If can attacker can’t get into your network, then they’ll wait for you to come out. In this video, you’ll learn how watering hole attacks can be used to attack a company outside of their own network.
In previous videos, we’ve talked about how easy it would be to gain access to someone’s network by leaving USB keys around their parking lot, hoping that somebody picks one up on the way into the office and plugs it into their computer once they get to their desk. But what if your employees are so well-trained that a USB key in a parking lot is not going to be plugged in? And they’re going to prevent any type of access from the outside. You’ve done such a good job at training your employees that they’re not going to click links inside of their emails either. And they’re not going to run any type of attachments that may come with any of the messages.

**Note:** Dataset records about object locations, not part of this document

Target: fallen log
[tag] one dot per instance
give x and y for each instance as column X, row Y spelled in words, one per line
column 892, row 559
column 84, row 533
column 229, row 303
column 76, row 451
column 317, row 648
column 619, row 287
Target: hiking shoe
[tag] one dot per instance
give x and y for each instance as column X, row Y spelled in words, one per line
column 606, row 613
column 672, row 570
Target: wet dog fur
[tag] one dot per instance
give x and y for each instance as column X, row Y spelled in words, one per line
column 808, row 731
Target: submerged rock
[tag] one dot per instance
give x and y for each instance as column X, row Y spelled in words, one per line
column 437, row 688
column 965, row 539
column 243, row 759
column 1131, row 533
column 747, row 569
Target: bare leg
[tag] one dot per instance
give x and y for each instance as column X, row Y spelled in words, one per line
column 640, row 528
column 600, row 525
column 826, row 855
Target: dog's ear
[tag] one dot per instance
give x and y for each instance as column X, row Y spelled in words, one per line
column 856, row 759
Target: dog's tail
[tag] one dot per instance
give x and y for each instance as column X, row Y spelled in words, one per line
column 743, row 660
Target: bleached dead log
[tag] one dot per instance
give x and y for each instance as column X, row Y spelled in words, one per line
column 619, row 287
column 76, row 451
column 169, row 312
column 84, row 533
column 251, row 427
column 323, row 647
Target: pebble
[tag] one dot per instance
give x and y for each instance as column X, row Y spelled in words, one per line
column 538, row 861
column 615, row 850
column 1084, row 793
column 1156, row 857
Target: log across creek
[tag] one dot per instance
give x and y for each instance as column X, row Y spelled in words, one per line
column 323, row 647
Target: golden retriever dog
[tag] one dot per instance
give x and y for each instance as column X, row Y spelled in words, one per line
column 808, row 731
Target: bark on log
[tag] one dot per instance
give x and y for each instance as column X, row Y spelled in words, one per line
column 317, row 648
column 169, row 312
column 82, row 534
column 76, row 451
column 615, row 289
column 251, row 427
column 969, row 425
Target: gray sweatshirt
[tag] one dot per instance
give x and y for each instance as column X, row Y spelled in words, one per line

So instead of the attacker trying to get inside of your network, they’ll instead, try to gain access to the system that you will access later on. We refer to this as a watering hole attack. That means the attacker will poison the watering hole and simply wait for you to visit.
This obviously requires for the attacker to do a little bit of research. They need to understand what third party sites your organization might visit, and then try to find a way into that third party site. This might be something that your employees do every day. For example, they might submit orders on a website for a local coffee shop or sandwich shop. And if the attacker can gain access to the sandwich shop web server, they could potentially infect your company.

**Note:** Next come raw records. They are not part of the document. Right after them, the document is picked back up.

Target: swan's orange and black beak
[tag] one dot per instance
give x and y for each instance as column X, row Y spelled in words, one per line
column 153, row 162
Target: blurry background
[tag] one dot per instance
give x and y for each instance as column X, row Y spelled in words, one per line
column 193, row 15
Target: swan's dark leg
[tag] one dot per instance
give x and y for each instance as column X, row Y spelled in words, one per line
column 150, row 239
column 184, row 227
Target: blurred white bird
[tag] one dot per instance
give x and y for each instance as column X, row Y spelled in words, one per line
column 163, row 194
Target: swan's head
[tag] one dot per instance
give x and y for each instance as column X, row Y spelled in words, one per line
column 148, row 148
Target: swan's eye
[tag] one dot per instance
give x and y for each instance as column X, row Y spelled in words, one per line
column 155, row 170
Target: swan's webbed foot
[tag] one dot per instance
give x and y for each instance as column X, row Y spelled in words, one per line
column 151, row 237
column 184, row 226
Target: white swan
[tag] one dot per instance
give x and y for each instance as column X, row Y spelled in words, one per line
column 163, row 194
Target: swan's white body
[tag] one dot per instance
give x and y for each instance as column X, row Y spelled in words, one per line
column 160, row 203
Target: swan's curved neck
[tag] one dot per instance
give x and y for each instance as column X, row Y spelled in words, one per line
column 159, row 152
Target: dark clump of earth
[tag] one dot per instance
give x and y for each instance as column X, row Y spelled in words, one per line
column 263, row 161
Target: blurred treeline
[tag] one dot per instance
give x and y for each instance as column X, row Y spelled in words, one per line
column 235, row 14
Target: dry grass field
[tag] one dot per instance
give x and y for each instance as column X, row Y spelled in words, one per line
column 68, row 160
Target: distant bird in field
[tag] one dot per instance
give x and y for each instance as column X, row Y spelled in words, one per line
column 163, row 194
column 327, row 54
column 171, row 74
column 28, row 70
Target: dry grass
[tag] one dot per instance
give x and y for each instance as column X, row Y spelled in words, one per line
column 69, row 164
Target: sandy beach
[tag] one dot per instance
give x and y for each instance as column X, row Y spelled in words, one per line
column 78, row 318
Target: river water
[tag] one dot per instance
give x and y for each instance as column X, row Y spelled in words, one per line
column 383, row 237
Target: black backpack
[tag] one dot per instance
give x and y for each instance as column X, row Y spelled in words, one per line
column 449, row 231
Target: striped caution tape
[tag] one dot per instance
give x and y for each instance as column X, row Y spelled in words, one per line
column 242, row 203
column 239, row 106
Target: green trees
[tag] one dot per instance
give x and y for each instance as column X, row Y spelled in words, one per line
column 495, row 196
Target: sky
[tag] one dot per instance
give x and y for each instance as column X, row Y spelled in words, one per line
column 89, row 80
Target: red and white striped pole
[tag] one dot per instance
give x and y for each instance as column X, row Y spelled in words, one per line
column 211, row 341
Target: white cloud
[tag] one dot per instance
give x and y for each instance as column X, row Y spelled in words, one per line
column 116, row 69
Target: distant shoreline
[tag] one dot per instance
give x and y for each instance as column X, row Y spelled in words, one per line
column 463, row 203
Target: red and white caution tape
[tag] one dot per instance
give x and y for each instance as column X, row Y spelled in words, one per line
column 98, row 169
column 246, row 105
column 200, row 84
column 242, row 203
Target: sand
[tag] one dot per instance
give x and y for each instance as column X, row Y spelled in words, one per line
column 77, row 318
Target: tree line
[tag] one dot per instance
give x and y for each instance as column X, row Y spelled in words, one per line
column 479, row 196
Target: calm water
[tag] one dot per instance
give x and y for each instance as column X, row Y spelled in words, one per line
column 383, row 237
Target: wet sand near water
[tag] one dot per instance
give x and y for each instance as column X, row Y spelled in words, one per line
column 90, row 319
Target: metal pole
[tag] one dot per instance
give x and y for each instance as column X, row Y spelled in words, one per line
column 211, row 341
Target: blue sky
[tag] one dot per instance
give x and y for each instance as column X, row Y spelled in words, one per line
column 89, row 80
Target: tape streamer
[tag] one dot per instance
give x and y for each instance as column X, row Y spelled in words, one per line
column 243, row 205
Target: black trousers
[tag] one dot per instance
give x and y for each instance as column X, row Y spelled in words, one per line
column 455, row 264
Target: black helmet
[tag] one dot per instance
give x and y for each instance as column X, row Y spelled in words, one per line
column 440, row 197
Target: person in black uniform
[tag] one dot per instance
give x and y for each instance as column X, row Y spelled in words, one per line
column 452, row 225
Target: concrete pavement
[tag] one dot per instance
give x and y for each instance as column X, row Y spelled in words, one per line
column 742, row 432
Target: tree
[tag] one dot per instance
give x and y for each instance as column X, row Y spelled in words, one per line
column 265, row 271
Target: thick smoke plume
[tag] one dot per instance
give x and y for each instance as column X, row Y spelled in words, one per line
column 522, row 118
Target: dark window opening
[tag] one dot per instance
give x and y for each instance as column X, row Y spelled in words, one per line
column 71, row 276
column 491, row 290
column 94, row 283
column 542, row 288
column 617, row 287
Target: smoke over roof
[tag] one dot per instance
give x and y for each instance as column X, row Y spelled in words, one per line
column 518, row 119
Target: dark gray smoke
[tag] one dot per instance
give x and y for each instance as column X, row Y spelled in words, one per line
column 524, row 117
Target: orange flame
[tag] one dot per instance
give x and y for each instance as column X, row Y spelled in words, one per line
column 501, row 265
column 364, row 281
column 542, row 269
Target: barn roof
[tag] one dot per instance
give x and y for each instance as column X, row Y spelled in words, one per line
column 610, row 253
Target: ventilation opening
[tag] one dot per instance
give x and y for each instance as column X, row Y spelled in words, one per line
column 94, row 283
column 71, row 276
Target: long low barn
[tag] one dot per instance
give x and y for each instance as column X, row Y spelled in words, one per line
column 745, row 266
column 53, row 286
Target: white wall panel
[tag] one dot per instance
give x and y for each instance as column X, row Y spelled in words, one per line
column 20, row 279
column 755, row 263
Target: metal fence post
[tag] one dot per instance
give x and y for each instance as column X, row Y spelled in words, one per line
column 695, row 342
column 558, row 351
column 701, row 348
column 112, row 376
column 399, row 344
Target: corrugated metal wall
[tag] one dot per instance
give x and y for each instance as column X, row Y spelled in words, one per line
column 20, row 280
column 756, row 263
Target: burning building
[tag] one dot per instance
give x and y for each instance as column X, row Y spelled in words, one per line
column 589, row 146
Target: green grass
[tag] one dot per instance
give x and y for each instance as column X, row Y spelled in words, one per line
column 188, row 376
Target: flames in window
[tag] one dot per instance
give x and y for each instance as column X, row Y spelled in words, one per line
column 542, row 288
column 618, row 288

Of course, this would require that there be some type of vulnerability associated with that third party website. Or maybe they’re sending email attachments to the sandwich shop, hoping the sandwich shop clicks on it so they can gain access to their network, and then ultimately gain access to your network. As part of this watering hole attack, the attacker may be poisoning all of the water for everyone who visits this particular website. But of course, they know that eventually, your organization will visit this sandwich shop website. And that’s the one connection that they’re interested in pursuing.

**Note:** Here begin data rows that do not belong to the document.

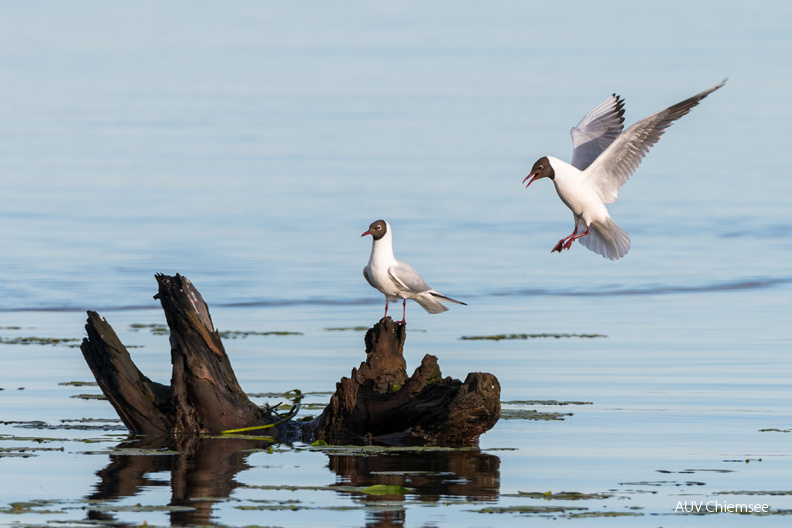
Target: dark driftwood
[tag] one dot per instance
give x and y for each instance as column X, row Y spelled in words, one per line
column 204, row 395
column 379, row 403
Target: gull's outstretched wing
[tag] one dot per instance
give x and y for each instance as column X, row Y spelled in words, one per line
column 620, row 160
column 596, row 131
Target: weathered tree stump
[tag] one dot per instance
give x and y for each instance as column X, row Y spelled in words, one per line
column 379, row 403
column 204, row 395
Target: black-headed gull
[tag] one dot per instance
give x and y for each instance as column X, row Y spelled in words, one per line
column 397, row 280
column 603, row 159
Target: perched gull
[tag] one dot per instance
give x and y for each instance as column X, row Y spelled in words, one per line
column 603, row 158
column 397, row 280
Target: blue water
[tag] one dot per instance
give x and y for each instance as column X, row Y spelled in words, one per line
column 247, row 147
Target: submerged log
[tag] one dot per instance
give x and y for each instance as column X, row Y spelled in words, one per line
column 379, row 403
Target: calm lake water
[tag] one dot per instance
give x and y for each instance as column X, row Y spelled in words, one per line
column 247, row 147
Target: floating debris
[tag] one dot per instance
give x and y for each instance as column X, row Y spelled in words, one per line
column 499, row 337
column 46, row 341
column 564, row 495
column 531, row 414
column 544, row 402
column 235, row 334
column 386, row 489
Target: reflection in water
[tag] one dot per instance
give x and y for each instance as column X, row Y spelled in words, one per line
column 205, row 468
column 432, row 476
column 202, row 474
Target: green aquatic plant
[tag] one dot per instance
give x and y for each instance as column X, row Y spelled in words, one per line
column 500, row 337
column 33, row 340
column 386, row 489
column 564, row 495
column 544, row 402
column 235, row 334
column 531, row 414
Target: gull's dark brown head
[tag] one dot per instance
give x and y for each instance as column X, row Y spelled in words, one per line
column 377, row 229
column 541, row 169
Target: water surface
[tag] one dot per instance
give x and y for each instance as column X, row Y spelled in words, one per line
column 247, row 148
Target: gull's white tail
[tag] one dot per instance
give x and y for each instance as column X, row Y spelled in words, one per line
column 607, row 239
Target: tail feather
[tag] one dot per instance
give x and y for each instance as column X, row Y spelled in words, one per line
column 607, row 239
column 429, row 303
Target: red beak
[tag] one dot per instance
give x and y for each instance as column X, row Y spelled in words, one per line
column 532, row 177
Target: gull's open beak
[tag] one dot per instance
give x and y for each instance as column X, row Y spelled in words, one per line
column 532, row 178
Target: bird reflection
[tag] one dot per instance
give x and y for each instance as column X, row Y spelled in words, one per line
column 203, row 474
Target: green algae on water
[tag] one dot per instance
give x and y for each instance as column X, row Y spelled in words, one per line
column 500, row 337
column 564, row 495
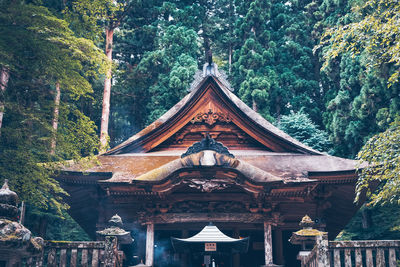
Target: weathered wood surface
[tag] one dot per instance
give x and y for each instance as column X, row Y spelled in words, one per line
column 150, row 244
column 268, row 243
column 336, row 257
column 392, row 257
column 374, row 253
column 78, row 254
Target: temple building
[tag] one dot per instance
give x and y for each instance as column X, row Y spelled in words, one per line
column 211, row 158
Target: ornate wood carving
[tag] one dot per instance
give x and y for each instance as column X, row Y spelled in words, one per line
column 210, row 117
column 203, row 217
column 207, row 144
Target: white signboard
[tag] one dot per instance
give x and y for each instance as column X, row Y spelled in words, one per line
column 210, row 247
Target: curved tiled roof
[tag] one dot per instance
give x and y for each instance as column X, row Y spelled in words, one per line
column 250, row 114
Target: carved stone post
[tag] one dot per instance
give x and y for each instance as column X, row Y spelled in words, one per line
column 307, row 238
column 184, row 256
column 322, row 244
column 16, row 241
column 110, row 251
column 150, row 244
column 278, row 246
column 236, row 256
column 268, row 244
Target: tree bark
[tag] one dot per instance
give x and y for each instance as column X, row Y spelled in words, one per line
column 55, row 119
column 4, row 76
column 106, row 93
column 255, row 106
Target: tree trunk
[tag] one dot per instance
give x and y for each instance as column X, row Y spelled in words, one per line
column 4, row 76
column 255, row 107
column 106, row 93
column 55, row 118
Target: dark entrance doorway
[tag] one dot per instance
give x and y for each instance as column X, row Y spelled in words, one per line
column 209, row 245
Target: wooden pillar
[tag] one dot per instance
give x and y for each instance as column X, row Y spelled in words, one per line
column 236, row 256
column 268, row 244
column 278, row 247
column 184, row 256
column 150, row 244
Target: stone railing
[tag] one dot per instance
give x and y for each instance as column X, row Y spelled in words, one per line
column 374, row 253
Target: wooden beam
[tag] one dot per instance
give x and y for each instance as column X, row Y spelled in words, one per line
column 150, row 244
column 278, row 248
column 268, row 244
column 205, row 217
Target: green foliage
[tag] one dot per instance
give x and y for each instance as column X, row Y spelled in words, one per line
column 374, row 223
column 40, row 50
column 380, row 162
column 374, row 31
column 300, row 126
column 60, row 229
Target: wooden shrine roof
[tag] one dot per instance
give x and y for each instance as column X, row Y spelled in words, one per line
column 211, row 95
column 212, row 109
column 290, row 167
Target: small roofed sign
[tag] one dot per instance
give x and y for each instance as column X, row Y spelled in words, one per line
column 210, row 246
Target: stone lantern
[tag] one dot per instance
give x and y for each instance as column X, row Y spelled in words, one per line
column 114, row 236
column 16, row 241
column 306, row 237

Here’s a good example of a watering hole attack being used. This occurred in January of 2017. And the attackers were successful in poisoning the water in the Polish Financial Supervision Authority, the National Banking and Stock Commission of Mexico, and the state-owned bank in Uruguay. Once these sites were exploited, they added malicious JavaScript files to the web server. But they were very specific on who they were trying to infect.
In fact, they did not poison the entire water, but only a section of the water, only IP addresses that were associated with particular financial organizations. And banks would receive these malicious JavaScript files. Everyone else who visited these sites saw the normal site with no malicious code.
Unfortunately, the results of this watering hole attack were never made public. So we’re not sure if the attackers ever eventually got the access they were hoping to find from these third party sites. But we do know that they infected quite a number of sites through this watering hole attack.
There’s not any one thing that can help prevent a watering hole attack. You need to have a layered defense, or what we call in the industry as defense in depth. This means that you might have antivirus, a firewall, an intrusion prevention system, and multiple layers of security, so that if one device doesn’t recognize something malicious, perhaps one of these other layers certainly will.
This is why we often see firewalls and intrusion prevention systems often bundled together. The firewall might allow this traffic through. But once the traffic gets to the IPS, it will recognize that the contents of that network traffic are indeed malicious.
And in the case of the malicious software that was running on the Polish Financial Supervision Authority, anyone who visited that site with those specific IP addresses and was using Symantec’s antivirus software would receive a message saying that it recognized malicious code. And it would stop that from executing on an individual’s computer. By putting these multiple layers of security in place, you’re increasing the odds that you might recognize and block any of this malicious software.